Although this is a database problem whose official answer is SQL, the following Python implementation demonstrates the same logic programmatically.

from typing import List

class Solution:
    def invalidTweets(self, tweets: List[List[str]]) -> List[int]:
        invalid_ids = []

        for tweet_id, content in tweets:
            content_length = len(content)
            mention_count = content.count('@')
            hashtag_count = content.count('#')

            if (
                content_length > 140
                or mention_count > 3
                or hashtag_count > 3
            ):
                invalid_ids.append(tweet_id)

        return sorted(invalid_ids)

The implementation iterates through every tweet and computes three values:

  • The total content length
  • The number of @ characters
  • The number of # characters

Python's built in count() method efficiently counts occurrences of a character inside a string. After computing these values, we check whether any invalid condition is satisfied.

If the tweet violates at least one rule, its tweet_id is added to the result list.

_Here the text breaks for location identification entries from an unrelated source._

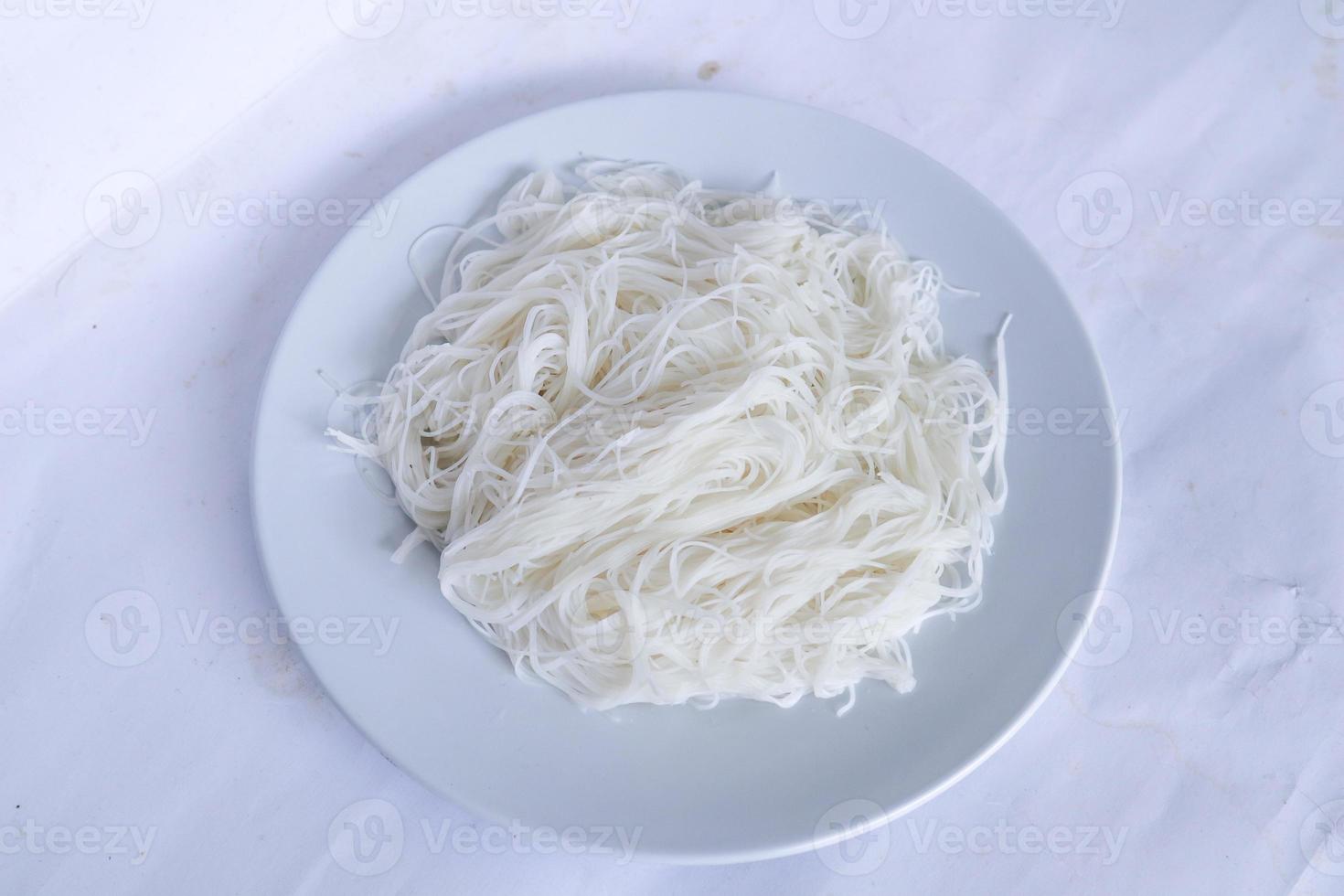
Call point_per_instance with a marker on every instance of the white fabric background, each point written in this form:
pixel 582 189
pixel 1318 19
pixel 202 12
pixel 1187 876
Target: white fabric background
pixel 1214 749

Finally, the list is sorted before returning.

Go Solution

package main

import (
	"sort"
	"strings"
)

type Solution struct{}

func (s Solution) invalidTweets(tweets [][]string) []int {
	var invalidIDs []int

	for _, tweet := range tweets {
		tweetID := 0
		content := tweet[1]

		// Convert tweet ID from string to int manually
		for _, ch := range tweet[0] {
			tweetID = tweetID*10 + int(ch-'0')
		}

		contentLength := len(content)
		mentionCount := strings.Count(content, "@")
		hashtagCount := strings.Count(content, "#")

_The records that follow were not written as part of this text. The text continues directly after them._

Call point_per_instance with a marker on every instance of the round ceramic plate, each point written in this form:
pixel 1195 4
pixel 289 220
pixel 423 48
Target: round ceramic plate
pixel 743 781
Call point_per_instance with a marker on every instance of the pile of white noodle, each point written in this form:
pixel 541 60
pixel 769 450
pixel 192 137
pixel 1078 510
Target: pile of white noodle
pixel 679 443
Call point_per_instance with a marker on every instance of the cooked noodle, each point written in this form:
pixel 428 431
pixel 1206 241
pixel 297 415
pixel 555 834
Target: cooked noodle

		if contentLength > 140 ||
			mentionCount > 3 ||
			hashtagCount > 3 {
			invalidIDs = append(invalidIDs, tweetID)
		}
	}

	sort.Ints(invalidIDs)

	return invalidIDs
}

The Go implementation follows the same overall logic as the Python version. The primary difference is that Go uses the strings.Count() function for counting character occurrences.

Go strings are byte based, so len(content) measures bytes rather than Unicode characters. For standard ASCII tweets, this matches the intended behavior. If Unicode handling were required, we would need to count runes instead.

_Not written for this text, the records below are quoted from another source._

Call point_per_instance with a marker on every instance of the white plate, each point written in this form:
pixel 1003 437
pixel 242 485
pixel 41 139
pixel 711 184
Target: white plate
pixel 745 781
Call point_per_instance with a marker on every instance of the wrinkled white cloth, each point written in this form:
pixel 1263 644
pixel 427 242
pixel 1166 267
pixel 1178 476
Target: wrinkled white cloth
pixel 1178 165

Another difference is explicit slice handling. Go uses slices for dynamic arrays, while Python uses lists.

Worked Examples

Example 1

Input:

tweet_id = 1
content =
"Traveling, exploring, and living my best life
 @JaneSmith @SaraJohnson @LisaTaylor @MikeBrown
 #Foodie #Fitness #Learning"

We evaluate the tweet step by step.

Step Value
Content length Less than 140
Mention count 4
Hashtag count 3

Since the mention count exceeds 3, the tweet is invalid.

Result:

1 is included

Example 2

Input:

tweet_id = 2
content =
"Just had the best dinner with friends!
 #Foodie #Friends #Fun"
Step Value
Content length Less than 140
Mention count 0
Hashtag count 3

All constraints are satisfied.

Result:

2 is NOT included

Example 3

Input:

tweet_id = 4
content =
"Working hard on my new project
 #Work #Goals #Productivity #Fun"
Step Value
Content length Less than 140
Mention count 0
Hashtag count 4

The hashtag count exceeds 3, so the tweet is invalid.

Result:

4 is included

Final output:

[1, 4]

Complexity Analysis

Measure Complexity Explanation
Time O(N × L) Each tweet string is scanned several times
Space O(1) Only constant extra variables are used

The algorithm processes each tweet independently. Operations such as count() or REPLACE() require scanning the tweet content, which takes linear time relative to the tweet length.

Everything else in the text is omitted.